VMs that allocate all available cores may run significantly slower (see the VirtualBox advice).
ID: 46378 · Report as offensive     Reply Quote
Peter Hucker of the Scottish B...

Send message
Joined: 12 Aug 06
Posts: 294
Credit: 2,008,652
RAC: 24
Message 46379 - Posted: 28 Feb 2022, 13:58:21 UTC - in response to Message 46378.  

Long term (this is related to ATLAS only!)
- it's more efficient to run an even number of threads (avoids having 1 event left in the pool)
Thanks for the advice, just one more quick question. Can you explain this one further? If there are 200 events to do, what's the harm in doing 3 at a time? Since they all take different amounts of time, won't you always end up with 1 left no matter how many threads you run?
ID: 46379 · Report as offensive     Reply Quote
computezrmle
Volunteer moderator
Volunteer developer
Volunteer tester
Avatar

Send message
Joined: 15 Jun 08
Posts: 2049
Credit: 154,289,156
RAC: 146,798
Message 46380 - Posted: 28 Feb 2022, 14:22:57 UTC - in response to Message 46379.  
Last modified: 28 Feb 2022, 14:24:26 UTC

It's a question of long term averages since nobody can predict the required processing time per event.

200 events / 2 threads => each thread processes 100 events (average: can also be 98/102 or 97/103 ...)
200 events / 4 threads => each thread processes 50 events (average: can also be <calculate yourself>)

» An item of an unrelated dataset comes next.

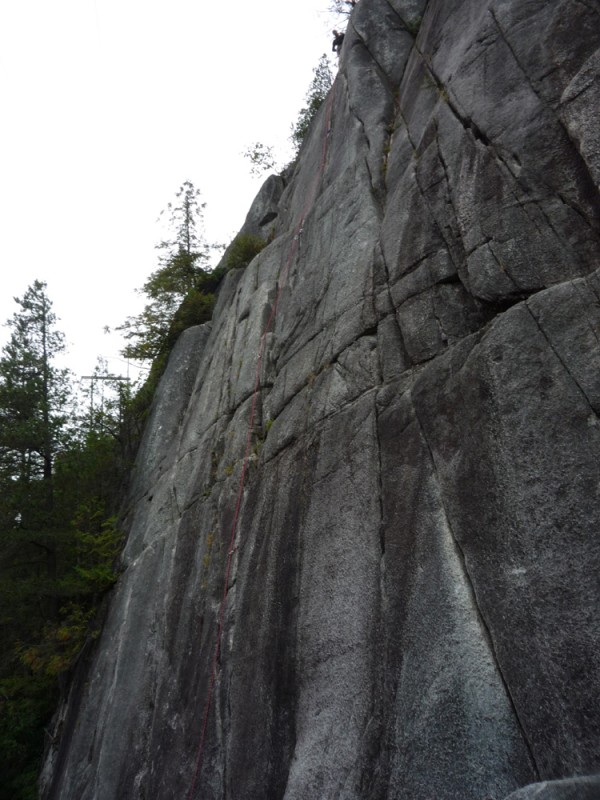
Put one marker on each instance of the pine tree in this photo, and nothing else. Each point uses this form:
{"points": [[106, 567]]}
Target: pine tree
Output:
{"points": [[183, 260], [34, 396], [317, 92]]}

198 events / 3 threads => each thread processes 66 events (average!) which leaves 2 events in the pool.
If the pool is empty 1 thread remains idle until the last 2 events are processed.
ID: 46380 · Report as offensive     Reply Quote
Peter Hucker of the Scottish B...

Send message
Joined: 12 Aug 06
Posts: 294
Credit: 2,008,652
RAC: 24
Message 46381 - Posted: 28 Feb 2022, 14:30:01 UTC - in response to Message 46380.  

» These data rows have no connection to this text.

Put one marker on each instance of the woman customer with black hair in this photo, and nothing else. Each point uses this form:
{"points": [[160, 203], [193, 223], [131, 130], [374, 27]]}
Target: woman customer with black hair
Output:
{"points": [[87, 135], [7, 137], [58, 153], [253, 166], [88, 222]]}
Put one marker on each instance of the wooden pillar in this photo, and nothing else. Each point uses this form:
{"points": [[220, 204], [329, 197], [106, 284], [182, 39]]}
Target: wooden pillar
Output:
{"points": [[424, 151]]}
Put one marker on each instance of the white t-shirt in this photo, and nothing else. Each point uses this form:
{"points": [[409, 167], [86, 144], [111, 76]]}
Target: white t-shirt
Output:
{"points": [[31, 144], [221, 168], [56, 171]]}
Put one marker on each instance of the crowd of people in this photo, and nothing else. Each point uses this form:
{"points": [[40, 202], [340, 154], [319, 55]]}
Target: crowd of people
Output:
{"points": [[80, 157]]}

I disagree. Certainly on the Atlas task I'm running on the slow computer, the time for each event varies widely from 401 to 4825 seconds. So chances are as you approach the end of the pool, no number of threads will make them match up nicely. It's like 200 apples in a box. 4 people are taking them out 1 at a time each, at a random varying speed. You'd be no more likely to have some people idle at the end with 4 people than 3.
ID: 46381 · Report as offensive     Reply Quote
computezrmle
Volunteer moderator
Volunteer developer
Volunteer tester
Avatar

Send message
Joined: 15 Jun 08
Posts: 2049
Credit: 154,289,156
RAC: 146,798
Message 46382 - Posted: 28 Feb 2022, 14:41:14 UTC - in response to Message 46381.  

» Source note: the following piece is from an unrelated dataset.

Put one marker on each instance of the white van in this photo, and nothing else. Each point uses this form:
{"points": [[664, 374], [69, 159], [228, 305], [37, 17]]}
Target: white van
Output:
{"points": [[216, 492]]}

I didn't expect that you understand it.
ID: 46382 · Report as offensive     Reply Quote
Peter Hucker of the Scottish B...

Send message
Joined: 12 Aug 06
Posts: 294
Credit: 2,008,652
RAC: 24
Message 46383 - Posted: 28 Feb 2022, 14:44:46 UTC - in response to Message 46382.  
Last modified: 28 Feb 2022, 14:52:52 UTC

I didn't expect that you understand it.
You're always on the defensive. I'd like you to convince me I'm wrong. This is not about computers or Atlas at all, just stats. I cannot see how after 200 events have occurred, with widely varying times, that it matters how many workers there are.

I'm interested in this idea, I've asked it in some maths forums.
ID: 46383 · Report as offensive     Reply Quote
Peter Hucker of the Scottish B...

Send message
Joined: 12 Aug 06
Posts: 294
Credit: 2,008,652
RAC: 24
Message 46384 - Posted: 28 Feb 2022, 15:35:07 UTC - in response to Message 46382.  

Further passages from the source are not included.